I’ve seen some videos of beheadings in the Middle East and Chechnya. Non-judicial beheadings seem invariably to be carried out with a knife.
Is it that hard to come by a sword or a machete? Wouldn’t a strict reading of the Koran necessitate a merciful (quick) killing? Or, since they’re terrorist groups, is using a knife just to induce terror?
I did some googling, and the Koran appears to say ‘strike the neck’ of enemies. That sounds like it calls for a quick killing, and not sawing through with a knife.
So, which would be more efficient: a regular knife or a bread knife? (Weird to put a laughy face for this subject, but I’m only being partly facetious).
The gist I’m getting is that Islamic nutcases don’t really give any more of a crap about what their holy book says than Christian nutcases or Jewish nutcases do.
Wasn’t Daniel Pearl decapitated with a sword? IIRC, that was used, although they had him lie on a rug & sliced through his neck with a sawing motion, not kneeling and dispatched with one swing.
The neck is full of sinew and muscles going different directions, and it is surprisingly hard to literally decapitate someone without a heavy, swinging blade and a firm anvil or block to react the blow. A sharp straight edge blade should cut through steadily, but something the size of a ka-bar type knife just isn’t going to lop right through.
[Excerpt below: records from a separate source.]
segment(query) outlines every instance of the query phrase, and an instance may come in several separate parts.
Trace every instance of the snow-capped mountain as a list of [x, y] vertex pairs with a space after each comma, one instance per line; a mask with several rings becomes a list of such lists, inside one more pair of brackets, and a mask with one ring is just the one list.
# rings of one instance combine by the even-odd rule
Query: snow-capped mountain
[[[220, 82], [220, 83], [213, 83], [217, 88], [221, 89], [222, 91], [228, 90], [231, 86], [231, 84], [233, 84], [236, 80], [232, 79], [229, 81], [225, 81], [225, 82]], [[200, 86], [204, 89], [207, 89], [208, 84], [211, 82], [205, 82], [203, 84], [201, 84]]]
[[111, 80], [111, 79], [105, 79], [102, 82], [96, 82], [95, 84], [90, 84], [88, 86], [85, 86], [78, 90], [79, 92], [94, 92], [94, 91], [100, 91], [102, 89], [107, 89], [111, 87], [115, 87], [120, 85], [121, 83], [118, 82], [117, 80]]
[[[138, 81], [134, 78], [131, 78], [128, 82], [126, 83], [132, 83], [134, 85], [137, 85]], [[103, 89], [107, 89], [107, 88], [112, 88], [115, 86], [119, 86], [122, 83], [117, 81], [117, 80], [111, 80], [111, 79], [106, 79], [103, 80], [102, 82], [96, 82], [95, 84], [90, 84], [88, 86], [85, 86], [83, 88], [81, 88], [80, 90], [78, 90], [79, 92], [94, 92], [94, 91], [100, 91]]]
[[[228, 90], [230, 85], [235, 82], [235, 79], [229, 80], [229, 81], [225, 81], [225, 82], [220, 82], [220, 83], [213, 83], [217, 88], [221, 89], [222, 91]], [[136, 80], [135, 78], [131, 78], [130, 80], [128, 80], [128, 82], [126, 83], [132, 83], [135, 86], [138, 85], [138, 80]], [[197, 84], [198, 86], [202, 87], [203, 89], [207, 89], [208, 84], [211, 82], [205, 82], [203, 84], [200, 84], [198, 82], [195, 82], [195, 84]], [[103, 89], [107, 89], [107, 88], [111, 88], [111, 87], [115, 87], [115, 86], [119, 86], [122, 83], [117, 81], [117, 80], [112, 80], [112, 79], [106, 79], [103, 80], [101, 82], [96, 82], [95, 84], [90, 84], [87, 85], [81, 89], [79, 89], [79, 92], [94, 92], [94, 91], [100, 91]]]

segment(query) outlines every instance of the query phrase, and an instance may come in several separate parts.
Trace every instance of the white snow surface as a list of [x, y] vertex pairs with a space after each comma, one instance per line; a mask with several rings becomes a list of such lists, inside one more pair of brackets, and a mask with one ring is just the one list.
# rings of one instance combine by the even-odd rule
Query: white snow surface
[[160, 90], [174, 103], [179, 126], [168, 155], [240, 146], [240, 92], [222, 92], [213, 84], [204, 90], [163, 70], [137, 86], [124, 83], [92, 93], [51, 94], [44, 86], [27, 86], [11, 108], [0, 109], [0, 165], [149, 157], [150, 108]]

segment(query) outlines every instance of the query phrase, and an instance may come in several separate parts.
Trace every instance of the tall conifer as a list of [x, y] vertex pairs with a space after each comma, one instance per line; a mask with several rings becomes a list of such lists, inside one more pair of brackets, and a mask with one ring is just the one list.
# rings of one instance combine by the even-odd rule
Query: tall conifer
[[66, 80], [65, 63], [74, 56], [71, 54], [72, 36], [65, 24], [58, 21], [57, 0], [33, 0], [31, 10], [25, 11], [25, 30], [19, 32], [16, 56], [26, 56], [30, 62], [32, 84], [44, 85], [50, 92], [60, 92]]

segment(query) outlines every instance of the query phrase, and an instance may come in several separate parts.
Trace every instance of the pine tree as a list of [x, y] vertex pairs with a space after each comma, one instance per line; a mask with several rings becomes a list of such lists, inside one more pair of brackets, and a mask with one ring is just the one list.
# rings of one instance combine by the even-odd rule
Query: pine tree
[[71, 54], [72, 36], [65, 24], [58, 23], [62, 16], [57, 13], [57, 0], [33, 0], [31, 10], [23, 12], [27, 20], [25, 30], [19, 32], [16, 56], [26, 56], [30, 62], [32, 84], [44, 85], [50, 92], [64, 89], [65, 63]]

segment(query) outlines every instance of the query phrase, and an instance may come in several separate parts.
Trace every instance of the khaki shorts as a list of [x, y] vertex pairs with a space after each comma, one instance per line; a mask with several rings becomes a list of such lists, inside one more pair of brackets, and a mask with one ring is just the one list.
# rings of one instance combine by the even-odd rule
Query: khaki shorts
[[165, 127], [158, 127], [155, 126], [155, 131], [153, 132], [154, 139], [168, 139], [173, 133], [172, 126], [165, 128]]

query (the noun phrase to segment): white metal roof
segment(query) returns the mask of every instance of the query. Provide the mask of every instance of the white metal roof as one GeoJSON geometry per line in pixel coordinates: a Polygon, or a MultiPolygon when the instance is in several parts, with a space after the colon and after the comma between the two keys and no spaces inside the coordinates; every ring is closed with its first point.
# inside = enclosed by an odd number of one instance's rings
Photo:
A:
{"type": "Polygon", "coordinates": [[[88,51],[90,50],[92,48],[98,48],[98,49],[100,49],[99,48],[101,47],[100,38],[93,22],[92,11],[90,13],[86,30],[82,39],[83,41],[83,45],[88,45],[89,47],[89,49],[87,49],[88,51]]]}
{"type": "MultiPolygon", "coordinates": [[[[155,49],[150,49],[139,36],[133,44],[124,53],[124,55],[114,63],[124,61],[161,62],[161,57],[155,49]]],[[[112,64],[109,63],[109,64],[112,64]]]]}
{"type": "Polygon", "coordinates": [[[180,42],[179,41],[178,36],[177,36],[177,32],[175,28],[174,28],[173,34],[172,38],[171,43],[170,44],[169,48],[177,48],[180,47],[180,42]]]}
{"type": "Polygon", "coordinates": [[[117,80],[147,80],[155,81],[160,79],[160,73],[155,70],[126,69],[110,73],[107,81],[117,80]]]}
A scalloped edge bread knife really isn’t going to be a lot more effective; for efficient sawing, you’d really want a saw, something like a coarse-toothed hacksaw or a large dressing saw, similar to what is used for field amputation. In general, this is just a really difficult way to kill someone compared to normal stabbing of the chest, through the back of the head, kidney, shooting in the head or chest, hanging, et cetera.
What interests me is the psychology behind beheading. Certainly the brutality is manifest–save for the guillotine, beheading is a messy, error-prone, and typically inefficient method of execution which can be practiced effectively only by true sociopaths–and the resultant fear that can be induced is an effective means of cowing a subject population, hence its popularity by bloody despots throughout history. On a personal level, though, it also detaches the the cognitive apparatus, vocal equipment, and/or “windows to the soul” from the rest of the body, guaranteeing that the subject will not rise from the dead, or at least, if he does so, he’s going to have a hard time navigating. It seems to me that there is a great deal of fear behind the act of decapitation practiced by someone who is not a congenital psychopath, and that participating in a decapitation is really a way of binding the participants together in a horror pact.